Date: 27 November 2024 , 02:01
News ID: 11515

Four Barrick Gold employees detained in Mali

me-metals: Four employees from Barrick Gold’s (NYSE: GOLD) (TSX: ABX) Loulo-Gounkoto mining complex have been detained in Mali as the military-led government intensifies efforts to impose additional taxes on mining companies.

According to me-metals cited from mining.com, Discussions between Barrick and Malian authorities on implementing new regulations at Loulo-Gounkoto — one of the African nation’s largest gold mines — have been ongoing for months.

Sources cited by Reuters reported that Mali is seeking around $500 million in unpaid taxes from Barrick as the government aims to increase revenue from the mining sector.

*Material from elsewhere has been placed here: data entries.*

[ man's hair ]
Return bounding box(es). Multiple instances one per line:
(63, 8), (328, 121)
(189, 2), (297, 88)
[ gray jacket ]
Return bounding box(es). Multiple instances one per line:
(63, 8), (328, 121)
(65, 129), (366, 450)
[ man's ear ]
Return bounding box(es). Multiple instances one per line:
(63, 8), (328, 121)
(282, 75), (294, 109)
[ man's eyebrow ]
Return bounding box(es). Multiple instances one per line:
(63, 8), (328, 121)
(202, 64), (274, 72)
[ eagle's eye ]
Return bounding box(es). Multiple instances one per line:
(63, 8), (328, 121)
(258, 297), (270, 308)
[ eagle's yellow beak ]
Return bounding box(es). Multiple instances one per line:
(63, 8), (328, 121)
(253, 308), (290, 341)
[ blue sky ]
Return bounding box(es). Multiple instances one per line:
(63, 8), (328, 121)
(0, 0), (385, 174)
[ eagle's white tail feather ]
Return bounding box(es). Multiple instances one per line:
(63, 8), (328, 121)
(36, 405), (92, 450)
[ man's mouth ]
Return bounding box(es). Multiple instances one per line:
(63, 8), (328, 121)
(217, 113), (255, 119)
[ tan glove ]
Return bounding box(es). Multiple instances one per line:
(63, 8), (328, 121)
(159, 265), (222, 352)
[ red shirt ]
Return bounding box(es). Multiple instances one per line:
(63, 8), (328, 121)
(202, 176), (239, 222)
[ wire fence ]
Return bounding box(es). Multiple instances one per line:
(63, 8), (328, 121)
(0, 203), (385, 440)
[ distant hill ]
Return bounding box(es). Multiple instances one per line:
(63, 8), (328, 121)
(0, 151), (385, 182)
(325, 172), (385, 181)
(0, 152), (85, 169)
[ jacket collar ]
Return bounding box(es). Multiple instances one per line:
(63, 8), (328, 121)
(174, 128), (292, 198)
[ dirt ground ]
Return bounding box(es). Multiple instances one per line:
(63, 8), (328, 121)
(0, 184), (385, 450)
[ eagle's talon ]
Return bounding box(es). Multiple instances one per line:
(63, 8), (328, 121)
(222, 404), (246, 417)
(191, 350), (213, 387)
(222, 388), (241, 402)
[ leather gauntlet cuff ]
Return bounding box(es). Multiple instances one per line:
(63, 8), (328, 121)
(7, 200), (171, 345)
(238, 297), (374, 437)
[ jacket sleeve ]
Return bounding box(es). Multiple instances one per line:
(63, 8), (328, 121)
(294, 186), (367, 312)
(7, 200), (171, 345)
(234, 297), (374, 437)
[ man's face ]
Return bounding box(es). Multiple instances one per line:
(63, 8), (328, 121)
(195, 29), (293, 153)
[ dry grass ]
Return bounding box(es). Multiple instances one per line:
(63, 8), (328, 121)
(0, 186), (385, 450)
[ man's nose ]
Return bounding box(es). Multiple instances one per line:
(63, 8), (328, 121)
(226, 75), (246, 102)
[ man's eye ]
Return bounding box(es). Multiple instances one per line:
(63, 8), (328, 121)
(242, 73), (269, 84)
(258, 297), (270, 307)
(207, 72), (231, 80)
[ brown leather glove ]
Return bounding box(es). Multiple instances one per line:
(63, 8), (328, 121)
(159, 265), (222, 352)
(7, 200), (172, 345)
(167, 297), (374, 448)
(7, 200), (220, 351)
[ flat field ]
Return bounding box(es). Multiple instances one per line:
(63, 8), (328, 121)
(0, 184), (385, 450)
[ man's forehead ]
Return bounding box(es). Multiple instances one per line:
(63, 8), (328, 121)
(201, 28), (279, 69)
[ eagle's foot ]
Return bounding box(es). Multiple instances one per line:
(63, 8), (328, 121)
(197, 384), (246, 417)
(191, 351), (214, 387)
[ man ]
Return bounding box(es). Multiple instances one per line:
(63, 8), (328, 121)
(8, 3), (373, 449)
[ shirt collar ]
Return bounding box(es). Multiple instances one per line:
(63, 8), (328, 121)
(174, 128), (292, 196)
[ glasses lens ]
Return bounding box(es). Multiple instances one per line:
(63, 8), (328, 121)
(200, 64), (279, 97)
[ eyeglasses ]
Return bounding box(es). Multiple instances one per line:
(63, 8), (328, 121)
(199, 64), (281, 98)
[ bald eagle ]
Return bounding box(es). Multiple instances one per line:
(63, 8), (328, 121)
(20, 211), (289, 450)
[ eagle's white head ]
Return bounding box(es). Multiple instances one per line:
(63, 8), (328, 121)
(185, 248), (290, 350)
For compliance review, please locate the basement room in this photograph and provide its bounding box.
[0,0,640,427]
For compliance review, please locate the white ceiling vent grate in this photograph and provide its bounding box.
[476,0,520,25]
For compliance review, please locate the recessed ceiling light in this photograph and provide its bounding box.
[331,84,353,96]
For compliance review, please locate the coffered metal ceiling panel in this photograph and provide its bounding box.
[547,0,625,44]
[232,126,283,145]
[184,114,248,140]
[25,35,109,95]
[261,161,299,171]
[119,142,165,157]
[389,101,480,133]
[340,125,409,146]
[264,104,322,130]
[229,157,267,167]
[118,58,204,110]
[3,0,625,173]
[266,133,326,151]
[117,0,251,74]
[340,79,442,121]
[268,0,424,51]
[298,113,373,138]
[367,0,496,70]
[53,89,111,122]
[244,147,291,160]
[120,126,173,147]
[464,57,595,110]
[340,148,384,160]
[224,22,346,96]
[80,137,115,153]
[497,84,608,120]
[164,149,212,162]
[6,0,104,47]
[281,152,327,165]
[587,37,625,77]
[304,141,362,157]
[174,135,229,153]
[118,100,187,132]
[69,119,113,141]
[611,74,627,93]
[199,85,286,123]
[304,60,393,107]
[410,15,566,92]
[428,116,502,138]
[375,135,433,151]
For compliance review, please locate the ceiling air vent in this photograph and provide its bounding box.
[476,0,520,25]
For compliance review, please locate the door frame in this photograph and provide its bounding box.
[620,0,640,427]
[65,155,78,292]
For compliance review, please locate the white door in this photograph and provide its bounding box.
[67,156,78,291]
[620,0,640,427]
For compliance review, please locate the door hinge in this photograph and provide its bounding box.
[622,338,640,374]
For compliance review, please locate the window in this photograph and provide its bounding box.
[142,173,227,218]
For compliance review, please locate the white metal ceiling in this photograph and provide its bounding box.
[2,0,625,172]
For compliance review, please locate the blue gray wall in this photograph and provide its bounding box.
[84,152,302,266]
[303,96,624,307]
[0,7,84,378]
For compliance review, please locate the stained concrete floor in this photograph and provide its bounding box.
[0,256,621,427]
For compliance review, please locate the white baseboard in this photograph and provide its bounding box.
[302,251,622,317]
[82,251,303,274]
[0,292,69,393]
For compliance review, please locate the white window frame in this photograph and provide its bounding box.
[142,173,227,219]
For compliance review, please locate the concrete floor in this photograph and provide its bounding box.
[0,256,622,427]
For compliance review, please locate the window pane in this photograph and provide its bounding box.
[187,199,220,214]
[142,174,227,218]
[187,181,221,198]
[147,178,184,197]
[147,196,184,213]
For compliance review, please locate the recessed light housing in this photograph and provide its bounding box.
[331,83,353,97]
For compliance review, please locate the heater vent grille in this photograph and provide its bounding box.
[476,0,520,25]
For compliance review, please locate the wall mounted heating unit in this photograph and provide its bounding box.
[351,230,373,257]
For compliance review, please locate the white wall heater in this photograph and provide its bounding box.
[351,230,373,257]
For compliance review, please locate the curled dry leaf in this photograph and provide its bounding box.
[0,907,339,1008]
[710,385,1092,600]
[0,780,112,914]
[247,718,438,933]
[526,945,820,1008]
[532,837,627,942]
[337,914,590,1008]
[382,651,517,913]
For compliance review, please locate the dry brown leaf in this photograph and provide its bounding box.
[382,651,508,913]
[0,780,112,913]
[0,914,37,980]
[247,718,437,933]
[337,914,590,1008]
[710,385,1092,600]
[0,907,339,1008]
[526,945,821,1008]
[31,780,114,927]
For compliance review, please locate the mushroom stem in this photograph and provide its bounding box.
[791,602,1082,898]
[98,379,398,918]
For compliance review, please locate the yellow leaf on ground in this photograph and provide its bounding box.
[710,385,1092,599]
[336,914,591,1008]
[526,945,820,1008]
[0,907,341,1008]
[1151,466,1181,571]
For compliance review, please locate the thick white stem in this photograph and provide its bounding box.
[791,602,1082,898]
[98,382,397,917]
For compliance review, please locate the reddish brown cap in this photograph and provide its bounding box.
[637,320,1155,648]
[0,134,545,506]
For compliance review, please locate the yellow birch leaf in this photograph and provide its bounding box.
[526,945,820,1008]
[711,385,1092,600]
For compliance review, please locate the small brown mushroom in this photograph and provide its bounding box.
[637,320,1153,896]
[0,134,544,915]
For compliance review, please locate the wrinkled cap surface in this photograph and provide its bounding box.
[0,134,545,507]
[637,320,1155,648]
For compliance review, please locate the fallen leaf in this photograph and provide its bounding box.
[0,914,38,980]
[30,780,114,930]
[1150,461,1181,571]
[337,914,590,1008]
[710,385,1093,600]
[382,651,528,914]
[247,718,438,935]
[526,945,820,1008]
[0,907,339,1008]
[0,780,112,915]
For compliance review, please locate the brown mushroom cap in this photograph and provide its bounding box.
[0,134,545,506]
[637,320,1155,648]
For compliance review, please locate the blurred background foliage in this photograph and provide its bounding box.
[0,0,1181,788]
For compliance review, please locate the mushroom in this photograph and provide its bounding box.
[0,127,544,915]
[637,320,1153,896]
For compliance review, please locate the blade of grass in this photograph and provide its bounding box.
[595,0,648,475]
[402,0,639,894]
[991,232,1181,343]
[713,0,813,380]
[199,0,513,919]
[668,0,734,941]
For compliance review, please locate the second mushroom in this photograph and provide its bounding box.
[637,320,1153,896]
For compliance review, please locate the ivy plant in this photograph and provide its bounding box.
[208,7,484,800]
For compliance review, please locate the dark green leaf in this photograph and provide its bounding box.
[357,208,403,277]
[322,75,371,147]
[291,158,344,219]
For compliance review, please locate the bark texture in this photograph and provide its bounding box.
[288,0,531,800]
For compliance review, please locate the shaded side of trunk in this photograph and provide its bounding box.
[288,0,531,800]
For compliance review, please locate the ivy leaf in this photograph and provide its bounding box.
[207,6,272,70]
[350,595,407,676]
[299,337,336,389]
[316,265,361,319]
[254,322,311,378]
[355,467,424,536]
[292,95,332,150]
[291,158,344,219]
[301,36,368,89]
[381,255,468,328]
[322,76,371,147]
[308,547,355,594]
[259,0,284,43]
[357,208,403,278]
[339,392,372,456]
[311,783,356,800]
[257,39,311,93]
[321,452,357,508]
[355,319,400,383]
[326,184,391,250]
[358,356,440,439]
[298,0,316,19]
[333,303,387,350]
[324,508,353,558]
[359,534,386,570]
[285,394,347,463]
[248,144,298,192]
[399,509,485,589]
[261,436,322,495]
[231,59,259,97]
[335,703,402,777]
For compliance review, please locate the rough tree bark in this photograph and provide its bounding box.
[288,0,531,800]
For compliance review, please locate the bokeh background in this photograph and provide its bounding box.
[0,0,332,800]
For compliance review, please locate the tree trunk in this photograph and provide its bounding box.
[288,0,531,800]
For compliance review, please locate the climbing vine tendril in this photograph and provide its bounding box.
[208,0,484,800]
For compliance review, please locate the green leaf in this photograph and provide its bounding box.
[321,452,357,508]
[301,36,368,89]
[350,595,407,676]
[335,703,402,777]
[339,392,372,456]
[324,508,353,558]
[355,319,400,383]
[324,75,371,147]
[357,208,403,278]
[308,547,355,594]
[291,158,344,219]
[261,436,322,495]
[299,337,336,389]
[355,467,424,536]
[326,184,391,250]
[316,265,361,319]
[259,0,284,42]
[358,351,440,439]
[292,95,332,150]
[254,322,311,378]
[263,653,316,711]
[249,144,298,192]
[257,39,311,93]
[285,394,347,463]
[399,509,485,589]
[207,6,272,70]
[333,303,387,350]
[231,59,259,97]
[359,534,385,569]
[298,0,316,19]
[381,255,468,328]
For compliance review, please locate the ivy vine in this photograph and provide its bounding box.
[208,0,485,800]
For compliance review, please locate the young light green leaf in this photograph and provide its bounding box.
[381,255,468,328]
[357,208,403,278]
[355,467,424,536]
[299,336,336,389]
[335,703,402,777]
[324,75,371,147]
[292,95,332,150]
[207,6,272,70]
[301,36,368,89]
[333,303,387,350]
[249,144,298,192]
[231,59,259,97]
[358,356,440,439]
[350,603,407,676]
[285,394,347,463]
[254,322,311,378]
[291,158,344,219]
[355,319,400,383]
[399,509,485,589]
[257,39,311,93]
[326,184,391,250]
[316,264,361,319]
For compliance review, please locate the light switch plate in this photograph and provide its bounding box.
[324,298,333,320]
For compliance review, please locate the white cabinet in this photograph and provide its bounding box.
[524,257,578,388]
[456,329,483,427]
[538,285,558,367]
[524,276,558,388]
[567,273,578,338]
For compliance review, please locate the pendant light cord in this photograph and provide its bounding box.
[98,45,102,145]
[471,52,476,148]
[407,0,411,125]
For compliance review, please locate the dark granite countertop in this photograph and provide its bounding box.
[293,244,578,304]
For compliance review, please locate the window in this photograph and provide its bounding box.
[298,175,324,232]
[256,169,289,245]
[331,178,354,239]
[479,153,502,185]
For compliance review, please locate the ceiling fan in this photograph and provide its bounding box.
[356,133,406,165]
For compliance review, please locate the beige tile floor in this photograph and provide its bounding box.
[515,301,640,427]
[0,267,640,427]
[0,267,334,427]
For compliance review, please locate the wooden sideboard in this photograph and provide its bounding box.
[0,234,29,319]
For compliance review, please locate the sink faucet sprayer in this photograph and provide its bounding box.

“While Barrick refutes these charges, it said it would continue to engage with the Malian government to find an amicable dispute settlement that would ensure the long-term sustainability of the complex,” the company said in a press release.

Barrick CEO Mark Bristow said that since September 30, the company had been actively seeking to finalize a Memorandum of Agreement that would guide Barrick’s partnership with the government in future, including “the state’s share of the economic benefits generated by the complex” and “the legal framework under which this would be managed,”

“Our attempts to find a mutually acceptable resolution have so far been unsuccessful, but we remain committed to engage with the government in order to resolve all the claims levied against the company and its employees and secure the early release of our unjustly imprisoned colleagues,” he said.

Four Barrick employees had been arrested in October already.

Last week, Resolute Mining Ltd. CEO Terry Holohan and two other employees were released from detention in Mali, just days after the gold mining company agreed to pay about $160 million to resolve a tax dispute with the government.

Mali is one of Africa’s top gold producers, and the detention of foreign officials is becoming a pattern as the government seeks to extract more income from the sector.

The country has been under military rule since 2020, when interim leader Colonel Assimi Goita ousted the West African nation’s elected president, citing the previous regime’s failure to repel the Islamist insurgents.

Since then, mercenaries from the Kremlin-backed Wagner Group have been deployed to the country, while European forces and a United Nations peacekeeping mission were forced to withdraw.

Hit by sanctions and cut off from Western aid, authorities have pursued both Resolute and Barrick Gold for allegedly unpaid taxes. 

Shares of Barrick fell 0.7% by 12:10 p.m. EDT. The miner has a market capitalization of C$42.89 billion ($30.46 billion).